Tuesday, 7 July 2015
Monetary Union Needs People's Union
Looking at the Greece crisis I feel more confused on the likely unfolding of events in times to come. For the last five years the events have been oscillating at its pace and symptoms being kept away from public scrutiny by interventions and promises from strong and comfortable neighborhood partner economies. Well at the time of joining in Euro-currency union Greece seems to have qualified on the strength of its parameters on hold over deficits and price rise. Public enthuse on likely benefits partnering with strong economies in terms of financial, economic, industrial and its positive effects, in terms of employment and income may have allowed citizens to compromise on sovereignty of policies for gradual streamlining into European stability and prosperity. It is natural to think a weak economy may have cost advantages due to labour abundance as we assume skills travel and assimilate. Return in capital output ratio may increase in relation to the advanced economies. New Industrial enclosures may come up in the vicinity and purchasing power doubles alongwith tax potentials. In short as you become a part of a Union, a united force complements your attempts to grow and provide you employment opportunities. It is time to analyse how Greece has really benefited from being a member. Or simply pockets of Greek superiority in labour and capital (if any) whether limited or plenty moved to destinations where it is offered bigger rewards in short time. With more unemployment left and rising, Greece ended as leisure picks for others (market for goods and services in return for easy tourism).
It is interesting to observe possibility of a likely varied type of self rule within monetary union emerging out. A 45%-43% or 47% to 49% referendum divide (with some undecided) cannot be termed as a regime of free and equal Greeks within the nation. With population over 40 and above is staying almost 50% above (roughly) the below 39 years, the promise to face austerity now to sow seeds of future growth with bigger allocation to capital seems remote possibility. Here compulsive economic forces deciding in favour of world expectations will be countered by political allocation of democracy. It may be observed that Greece also had adopted similar social and benevolent policies of other developed Europe.
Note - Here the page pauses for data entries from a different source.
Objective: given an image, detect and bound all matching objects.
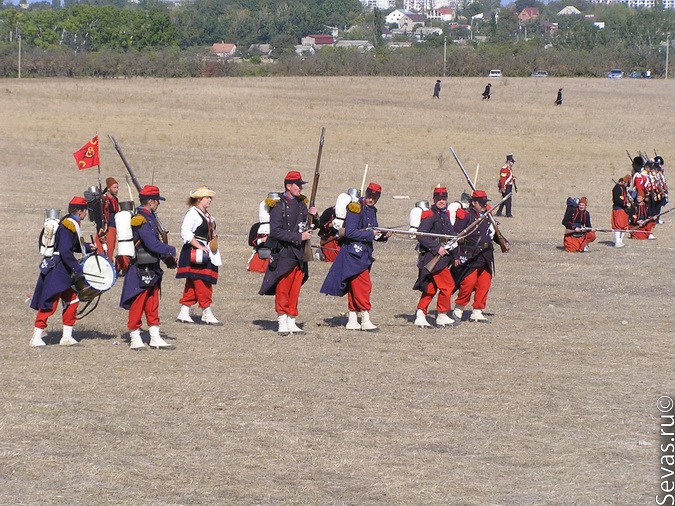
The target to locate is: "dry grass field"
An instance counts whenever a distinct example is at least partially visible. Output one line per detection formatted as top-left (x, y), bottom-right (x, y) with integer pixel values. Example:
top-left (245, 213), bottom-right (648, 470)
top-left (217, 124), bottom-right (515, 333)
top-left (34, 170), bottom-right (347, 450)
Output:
top-left (0, 77), bottom-right (675, 504)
Analysts who rate economy looking at the ratios be it Debt/GDP, fiscal surplus, Capital outlay, spending on subsidy or pension or income are only moved by technical measures. They hardly look at the stress on current output or even contraction of output due to falling quality and decline of goods and services from government to its people. This affects cost, quality and standard of living of all sections of the populations. And importantly a big morale let down for the promised or anticipated investments. Liberal and representative democracy can only respond by a hang in balance unity in phase-II of single currency adoption to proposed “circumstances of politics and policies”. Hope Greece is extended another long hand of hopes by IMF and Europe.